A growing ethnic insurgency along Myanmar’s border with China is presenting a host of problems for the country. Ethnic Chinese Kokang rebels have resumed their conflict in the country’s northeast, straining local industry, Myanmar’s reform efforts, and ties with China.
The conflict in the northeastern Shan state’s Kokang region was reignited in February, with the return of 84-year-old insurgent leader Pheung Kya-shin (Peng Jiasheng) from years of exile in China. On February 9th, Pheung’s group, the Myanmar National Democratic Alliance Army (MNDAA), clashed with the Myanmar army near the Chinese border, signalling the resumption of hostilities after six years of relative calm.
Much like the rest of the state, northeast Shan is rich in timber, precious minerals, coal, and metals. Myanmar was previously estimated to have had four-fifths of the world’s teak wood, much of it located in Shan. Massive deforestation and smuggling to China, often carried out by the national army, reduced Myanmar’s forests by as much as 18% from 1990-2005.
A teak export ban took effect in 2013, but opportunistic generals and the MNDAA may look to this resource to fuel their campaigns. Teak is coveted by the luxury boat industry, which provides a lucrative incentive to do so.
Concerns about President Thein Sein’s stalled reforms are likely only to be compounded by the renewed violence. Myanmar’s central government has long grappled with several ethnic insurgencies, but has prioritized bringing an end to 60 years of internal violence through a nationwide ceasefire agreement (NCA). The draft NCA was signed on March 31.
While efforts to realize such an ambitious project have been broadly successful, there is considerable pressure to finalize the NCA before nationwide elections later this year. A reinvigorated insurgency by the MNDAA presents a direct challenge to this undertaking, particularly as Kokang representatives were notably absent from the draft ceasefire signing.
Relationship with China is key
Myanmar’s complex relationship with China is one of biggest areas at risk from renewed MNDAA activity.
As with many countries in Southeast Asia, China is Myanmar’s largest and most important trading partner. Northeast Shan state is a crucial economic corridor between the two countries. The colonial-era “Burma Road” linking Mandalay to the border town of Mu Se cuts across the northern part of Shan, with a significant portion of two-way trade pass along this route.

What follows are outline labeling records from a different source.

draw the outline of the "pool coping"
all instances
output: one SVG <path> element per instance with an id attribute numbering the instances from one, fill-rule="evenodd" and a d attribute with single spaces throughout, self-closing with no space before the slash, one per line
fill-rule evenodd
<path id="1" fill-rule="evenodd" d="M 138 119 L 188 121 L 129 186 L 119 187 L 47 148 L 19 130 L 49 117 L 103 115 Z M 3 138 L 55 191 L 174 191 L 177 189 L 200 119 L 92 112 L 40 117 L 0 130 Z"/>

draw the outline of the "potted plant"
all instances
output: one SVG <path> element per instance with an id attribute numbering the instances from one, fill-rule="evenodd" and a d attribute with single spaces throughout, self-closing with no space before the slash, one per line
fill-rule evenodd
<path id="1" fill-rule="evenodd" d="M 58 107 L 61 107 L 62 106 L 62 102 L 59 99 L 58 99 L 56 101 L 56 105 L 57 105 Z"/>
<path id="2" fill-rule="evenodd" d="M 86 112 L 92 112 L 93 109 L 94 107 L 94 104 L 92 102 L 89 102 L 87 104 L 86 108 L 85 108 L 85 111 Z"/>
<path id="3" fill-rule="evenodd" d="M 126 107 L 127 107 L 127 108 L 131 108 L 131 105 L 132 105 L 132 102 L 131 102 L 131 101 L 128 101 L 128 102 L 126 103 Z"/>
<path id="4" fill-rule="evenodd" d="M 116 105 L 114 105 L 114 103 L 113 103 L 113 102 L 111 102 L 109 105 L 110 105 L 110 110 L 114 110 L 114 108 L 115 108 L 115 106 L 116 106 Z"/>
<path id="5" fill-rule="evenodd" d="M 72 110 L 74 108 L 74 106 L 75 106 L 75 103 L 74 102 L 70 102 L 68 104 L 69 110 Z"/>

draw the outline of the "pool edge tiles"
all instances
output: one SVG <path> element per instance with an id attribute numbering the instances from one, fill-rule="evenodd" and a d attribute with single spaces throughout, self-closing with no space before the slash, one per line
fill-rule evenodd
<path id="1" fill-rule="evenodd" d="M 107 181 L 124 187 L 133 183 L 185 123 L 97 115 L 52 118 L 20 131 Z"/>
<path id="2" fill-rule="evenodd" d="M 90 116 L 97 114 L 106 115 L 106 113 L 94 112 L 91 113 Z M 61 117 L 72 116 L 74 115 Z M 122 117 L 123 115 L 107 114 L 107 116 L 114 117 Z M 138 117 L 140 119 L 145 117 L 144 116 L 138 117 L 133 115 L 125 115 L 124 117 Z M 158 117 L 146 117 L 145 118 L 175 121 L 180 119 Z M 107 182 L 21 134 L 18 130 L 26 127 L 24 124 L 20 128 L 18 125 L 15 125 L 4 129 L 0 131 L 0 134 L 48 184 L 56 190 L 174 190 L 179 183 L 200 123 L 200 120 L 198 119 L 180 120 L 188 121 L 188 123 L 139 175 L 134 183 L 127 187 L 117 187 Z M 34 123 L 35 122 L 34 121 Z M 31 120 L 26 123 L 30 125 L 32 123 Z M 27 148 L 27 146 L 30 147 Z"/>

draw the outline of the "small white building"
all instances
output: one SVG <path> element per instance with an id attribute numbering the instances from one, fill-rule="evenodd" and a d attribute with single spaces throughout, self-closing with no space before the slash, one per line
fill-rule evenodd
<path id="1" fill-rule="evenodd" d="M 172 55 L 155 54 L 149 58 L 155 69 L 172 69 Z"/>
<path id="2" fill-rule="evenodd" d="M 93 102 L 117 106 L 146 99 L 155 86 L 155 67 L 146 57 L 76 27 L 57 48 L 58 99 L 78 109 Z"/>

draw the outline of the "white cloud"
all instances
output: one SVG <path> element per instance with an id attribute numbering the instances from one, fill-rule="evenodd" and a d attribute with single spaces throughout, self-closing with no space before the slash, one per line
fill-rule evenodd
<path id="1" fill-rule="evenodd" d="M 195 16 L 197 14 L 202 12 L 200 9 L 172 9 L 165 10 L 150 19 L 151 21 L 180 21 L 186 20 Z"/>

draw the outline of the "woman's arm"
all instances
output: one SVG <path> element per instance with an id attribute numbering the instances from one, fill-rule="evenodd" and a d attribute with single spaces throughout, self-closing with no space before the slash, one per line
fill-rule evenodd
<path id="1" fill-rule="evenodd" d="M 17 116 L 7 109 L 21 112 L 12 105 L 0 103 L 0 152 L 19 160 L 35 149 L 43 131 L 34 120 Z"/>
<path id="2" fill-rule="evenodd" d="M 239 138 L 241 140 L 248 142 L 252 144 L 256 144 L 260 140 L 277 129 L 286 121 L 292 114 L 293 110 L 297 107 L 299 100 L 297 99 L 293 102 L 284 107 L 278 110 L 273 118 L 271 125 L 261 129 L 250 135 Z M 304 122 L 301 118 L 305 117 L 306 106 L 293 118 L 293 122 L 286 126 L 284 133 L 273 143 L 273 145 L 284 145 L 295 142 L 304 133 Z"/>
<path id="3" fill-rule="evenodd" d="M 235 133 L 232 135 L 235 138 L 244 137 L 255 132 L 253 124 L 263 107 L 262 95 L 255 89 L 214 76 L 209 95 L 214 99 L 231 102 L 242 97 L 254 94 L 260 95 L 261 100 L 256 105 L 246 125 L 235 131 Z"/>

Kokang rebels have historically been active near Mu Se, engaging in resource, drug, and arms smuggling. Should the insurgency continue to grow, there exists the possibility of a disruption of trade along this route. Given the vital importance of Chinese investment in Myanmar, it is difficult to see how the Kokang conflict could remain a local issue if fighting severely impacts bilateral trade.
The bilateral relationship is already in the process of being redefined in light of the country’s reforms, and the Kokang insurgency is creating a host of complicating factors.
Suspicions of Chinese support for the MNDAA, as well as allegations of Chinese mercenaries crossing the border to fight are straining official ties. These reports are not entirely unfounded – in early March, Chinese General Huang Xing was charged with leaking state secrets to the MNDAA. Pheung’s interview in the Global Times, a Chinese state-owned media outlet, adds fuel to claims that the Kokang rebels have sympathizers in the Chinese bureaucracy.
Since fighting began in February, some 40,000 people have been displaced, with a large number seeking refuge in China. New reports of cross-border bombings, including one in March that left four Chinese farmers dead, mean that Beijing is under unusually strong pressure to act. The Chinese government is likely to lean on the Burmese government to bring an end to the fighting.
Myanmar’s long history of putting down ethnic insurgencies means that the government has considerable experience in this field. However, deepening economic linkages with China and the fact that violence is now spilling across the border puts Naypyidaw in a bind.
The government will have to tread carefully to avoid antagonising China while ensuring that this renewed conflict does not torpedo the comprehensive nation-wide ceasefire agreement.